The answer is mostly no, but it still has a few shades of gray scales. You will inherit certain spinal characteristics from your parents: slight variations in the collagen protein that makes up your spinal discs, supporting ligaments, and some spinal congenital anomalies that increase the mechanical stress to your spine. And families can sometime engage in the same type of occupation or hobby that carries a higher risk of injuries. However, the majority of your risk is related to your individual risk factors such as injuries and lifestyle choices (and indeed we tend to learn a lot of our habits, good and bad, with our folks).

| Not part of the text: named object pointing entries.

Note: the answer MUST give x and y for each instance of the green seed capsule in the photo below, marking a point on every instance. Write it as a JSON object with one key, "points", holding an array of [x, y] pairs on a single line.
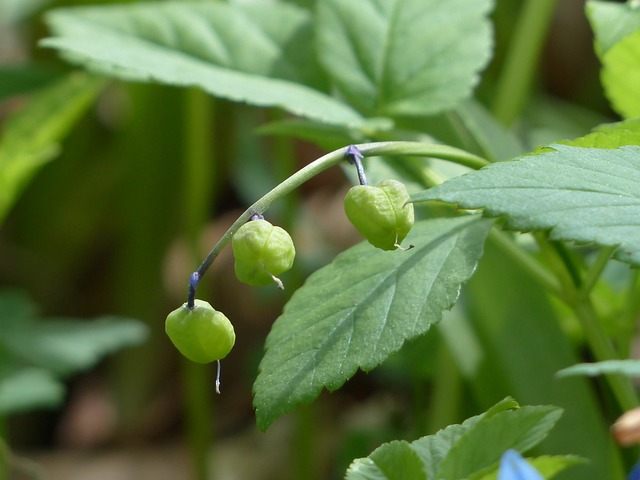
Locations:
{"points": [[262, 251], [201, 333], [381, 214]]}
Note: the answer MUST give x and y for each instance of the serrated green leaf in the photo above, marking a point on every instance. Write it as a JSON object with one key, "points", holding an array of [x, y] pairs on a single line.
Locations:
{"points": [[432, 449], [621, 75], [579, 194], [12, 11], [494, 140], [392, 461], [67, 346], [611, 22], [506, 330], [30, 137], [228, 51], [548, 465], [609, 139], [404, 57], [23, 389], [489, 438], [629, 368], [360, 309]]}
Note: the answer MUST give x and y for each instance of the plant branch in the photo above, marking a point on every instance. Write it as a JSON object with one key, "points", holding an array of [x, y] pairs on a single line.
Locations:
{"points": [[583, 308], [418, 149]]}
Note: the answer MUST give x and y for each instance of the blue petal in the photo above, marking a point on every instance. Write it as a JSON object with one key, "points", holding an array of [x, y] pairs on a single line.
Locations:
{"points": [[514, 467]]}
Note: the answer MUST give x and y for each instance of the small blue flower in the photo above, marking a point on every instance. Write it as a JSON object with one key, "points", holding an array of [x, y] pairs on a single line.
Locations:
{"points": [[514, 467]]}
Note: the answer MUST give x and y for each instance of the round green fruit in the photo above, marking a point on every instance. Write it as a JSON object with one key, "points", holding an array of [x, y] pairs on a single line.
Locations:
{"points": [[381, 214], [201, 333], [262, 251]]}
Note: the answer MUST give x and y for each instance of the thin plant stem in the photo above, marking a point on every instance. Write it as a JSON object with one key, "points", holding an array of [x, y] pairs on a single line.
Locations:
{"points": [[593, 275], [199, 161], [514, 84], [396, 149], [535, 269]]}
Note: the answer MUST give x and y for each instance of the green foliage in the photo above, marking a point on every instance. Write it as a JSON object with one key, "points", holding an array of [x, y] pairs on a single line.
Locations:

This large scale review of modifiable risk factors for low back pain was co-authored by a DC colleague, who brings a slightly more hands-on, clinical perspective to data interpretation. The bottom line: do not be fatalistic about your risk of developing lower back pain as inevitable and be diligent in doing your part. In addition to some well known predisposing risks such as smoking, obesity, and inactivity was another biggie that is often overlooked: chronic sleep deprivation. Sleep is when we repair our soft tissues from the strains of the day and chronic sleep shortage creates a very poor environment for your frame to maintain its integrity.